На свободу с чистой повестью

На модерации Отложенный

В середине января этого года силовые структуры столицы потряс грандиозный скандал. Следователь по особо важным делам Главного следственного управления СКП РФ, 28-летний Андрей Гривцов, был арестован по обвинению в покушении на получение взятки в… 15 миллионов долларов. Правда, вскоре его освободили, признав арест незаконным.


“МК” не ставил задачу выступить обличителем в этой истории. Однако мы посчитали возможным опубликовать дневник следователя, который он начал писать, оказавшись в СИЗО. Это мысли человека, который внезапно оказался в совершенно ином для себя мире.

*** Учитывая, что следствием с меня взята подписка о неразглашении данных предварительного расследования, я не буду делиться конкретными обстоятельствами уголовного дела и сообщать о проводимых следственных действиях и моей юридической позиции, а желаю рассказать об эмоциях обычного человека, впервые оказавшегося под стражей и считающего себя невиновным. Каких-либо разоблачений или грязи в адрес Следственного комитета при Прокуратуре Российской Федерации и Генеральной прокуратуры Российской Федерации не будет, поскольку я по-прежнему остаюсь следователем и, несмотря ни на что, испытываю уважение и солидарность ко всем своим коллегам.

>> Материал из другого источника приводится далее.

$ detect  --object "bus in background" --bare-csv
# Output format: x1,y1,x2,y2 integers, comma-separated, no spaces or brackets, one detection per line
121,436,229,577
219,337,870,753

15 январяПришел на работу примерно в 8.55. Громадное количество рабочих планов, нужно заканчивать дело и плотно заниматься еще одним. Хочется спать, потому что вчера поздно вечером вернулся из командировки в Санкт-Петербург. А под дверью кабинета стоят… двое неизвестных, которые представляются сотрудниками правоохранительных органов, поясняют, что им необходимо осмотреть кабинет. Шок, непонятно что случилось, никто ничего не объясняет. Немного позднее узнаю о возбуждении в отношении меня уголовного дела. Первая реакция — бред какой-то, это все не про меня, так не бывает. Адвокат мне не нужен, сейчас я все объясню и поясню, так дела не возбуждаются, тем более в отношении своих коллег. Объясняю и поясняю, но вечером мне сообщают, что я задержан, а значит, минимум 48 часов проведу в ИВС. Приходит осознание того, что по моей статье мне “светит” от 7 до 9, и если уж возбудили дело и задержали, то не выпустят, несмотря ни на что.

Мысленно отсчитываю свой срок, получается 8, прибавляю 8 к 28 годам — картина безрадостная. С учетом судебной и следственной практики (99% приговоров — обвинительные) понимаю, что шанс быть реабилитированным — 1%. Испытываю жуткий стыд, оттого что сейчас наверняка все сотрудники прокуратуры перемывают мне кости.

Поздно вечером привозят в ИВС. Дежурный обращается уважительно, но в соответствии с заведенным порядком раздевает догола, проводит личный досмотр, обрывает все кнопки, вынимает супинаторы из ботинок. Не очень приятно, когда на тебя, голого, смотрит посторонний человек, но, видимо, теперь придется к этому привыкать. Затем меня приводят в камеру. Она небольшая, рассчитана на двух человек. Обстановка явно не домашняя: две кровати, окно с решеткой, железный унитаз, открытый со всех сторон, умывальник. Пока что в камере я один. Снимаю пиджак, ложусь на кровать, которая находится возле окна, прохладно. Заснуть не могу. Мысли перескакивают с одной на другую. Думаю о родных. Интересно, как они там? Наверное, еще в большем шоке, чем я. Не понимаю, как такое могло произойти и кто же мог возбудить такое дело. Осматриваю помещение. Наибольшее отторжение вызывают постоянно горящий свет и туалет, в который теперь придется ходить на глазах у посторонних.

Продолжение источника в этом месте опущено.